This is the official code release for LiFT: A Surprisingly Simple Lightweight Feature Transform for Dense ViT Descriptors published at ECCV 2024.
This repository includes code to use pretrained LiFT modules in combination with pretrained ViT backbones as dense feature extractors. In addition, it includes code to train new LiFT modules for your specific ViT backbone. Additional details are provided in the sections below.
This repository includes built in support for several DINO(v1) and fully supervised ViT backbones. Additional backbones and pretrained LiFT modules will be made available in future updates.
Also please see our Project Webpage.
Recommended install instructions:
conda create --name lift python=3.12
conda activate lift
pip install -r requirements.txt
Details on downloading pretrained LiFT models can be found in the next section.
We have provided several pretrained LiFT modules here. We recommend downloading these files and placing them in the pretrained/ dir.
Please note that a LiFT module is specific to the feature distribution it was trained on, and cannot be applied to a different backbone, layer, or facet than was originally used without having significantly degraded performance. Please ensure that you select a valid LiFT module for the backbone, layer, and facet used.
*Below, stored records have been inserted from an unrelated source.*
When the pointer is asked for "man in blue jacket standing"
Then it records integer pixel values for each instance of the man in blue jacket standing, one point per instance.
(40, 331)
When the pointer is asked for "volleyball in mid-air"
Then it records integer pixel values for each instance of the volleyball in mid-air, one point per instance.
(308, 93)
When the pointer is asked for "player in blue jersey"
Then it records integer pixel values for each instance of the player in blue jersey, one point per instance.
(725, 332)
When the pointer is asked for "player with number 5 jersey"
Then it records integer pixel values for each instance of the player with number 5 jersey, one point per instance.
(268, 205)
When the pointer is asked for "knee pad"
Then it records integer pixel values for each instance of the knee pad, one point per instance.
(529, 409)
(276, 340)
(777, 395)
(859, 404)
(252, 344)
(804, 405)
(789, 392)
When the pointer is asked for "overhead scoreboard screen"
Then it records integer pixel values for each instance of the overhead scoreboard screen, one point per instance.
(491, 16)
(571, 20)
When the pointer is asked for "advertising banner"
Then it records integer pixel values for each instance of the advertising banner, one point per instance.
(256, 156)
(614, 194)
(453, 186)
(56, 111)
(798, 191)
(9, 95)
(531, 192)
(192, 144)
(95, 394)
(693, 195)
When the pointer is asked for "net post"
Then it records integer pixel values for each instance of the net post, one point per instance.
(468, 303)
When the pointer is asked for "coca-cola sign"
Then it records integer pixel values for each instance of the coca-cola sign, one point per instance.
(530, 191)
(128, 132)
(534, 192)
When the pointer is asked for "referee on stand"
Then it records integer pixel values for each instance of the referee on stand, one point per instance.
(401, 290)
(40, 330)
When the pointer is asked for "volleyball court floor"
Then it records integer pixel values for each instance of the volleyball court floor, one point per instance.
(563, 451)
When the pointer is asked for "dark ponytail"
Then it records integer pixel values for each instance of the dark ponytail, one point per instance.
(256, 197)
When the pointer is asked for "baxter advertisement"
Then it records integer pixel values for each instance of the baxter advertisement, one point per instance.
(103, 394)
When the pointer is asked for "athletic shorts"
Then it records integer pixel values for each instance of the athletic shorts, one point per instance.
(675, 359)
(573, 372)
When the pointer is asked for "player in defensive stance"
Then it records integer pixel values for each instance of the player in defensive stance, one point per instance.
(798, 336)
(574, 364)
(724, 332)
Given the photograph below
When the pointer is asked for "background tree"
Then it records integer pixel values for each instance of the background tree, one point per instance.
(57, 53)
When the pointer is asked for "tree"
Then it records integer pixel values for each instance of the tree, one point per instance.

You can use lift_extractor.py to help facilitate ViT+LiFT feature extraction for pretrained LiFT modules. Here are several examples of its usage:
python lift_extractor.py --image_path assets/sample.jpg --output_path sample.pth --model_type dino_vits16 --lift_path pretrained/lift_dino_vits16.pth
python lift_extractor.py --image_path assets/sample.jpg --output_path sample.pth --model_type dino_vits8 --lift_path pretrained/lift_dino_vits8.pth
python lift_extractor.py --image_path assets/sample.jpg --output_path sample.pth --model_type dino_vitb16 --lift_path pretrained/lift_dino_vitb16.pth
python lift_extractor.py --image_path assets/sample.jpg --output_path sample.pth --model_type dino_vitb8 --lift_path pretrained/lift_dino_vitb8.pth
lift_extractor.py also has built-in support to run LiFT iteratively to boost feature density further. Please note that applying LiFT iterative increases both compute cost and memory requirements, and, depending on the task, may yeild diminishing returns in performance improvements. We recommend testing multiple iteration numbers to test what feature density is best for your task. Example usage:
python lift_extractor.py --image_path assets/sample.jpg --output_path sample.pth --model_type dino_vits16 --lift_path pretrained/lift_dino_vits16.pth --lift_iter 4
python lift_extractor.py --image_path assets/sample.jpg --output_path sample.pth --model_type dino_vits8 --lift_path pretrained/lift_dino_vits8.pth --lift_iter 3
You can use train_lift.py to train a new LiFT module with one of the built-in extractors, or with your own ViT backbone. Sample usage for built-in extractors:
python train_lift.py --dataroot /YOUR/PATH/TO/imagenet/train/ --model_type dino_vits16 --save_every 1 --epochs 5 --lr 0.001 --augment --loss cosine --batch_size 256 --output_dir lift_imagenet_trains
python train_lift.py --dataroot /YOUR/PATH/TO/imagenet/train/ --model_type dino_vits8 --save_every 1 --epochs 5 --lr 0.001 --augment --loss cosine --batch_size 64 --output_dir lift_imagenet_trains
To load your own ViT backbone, either modify extractor.py or implement "my_extractor" in train_lift.py to load your model. Please be aware that the current version of LiFT natively supports patch size 8 and 16 for backbones.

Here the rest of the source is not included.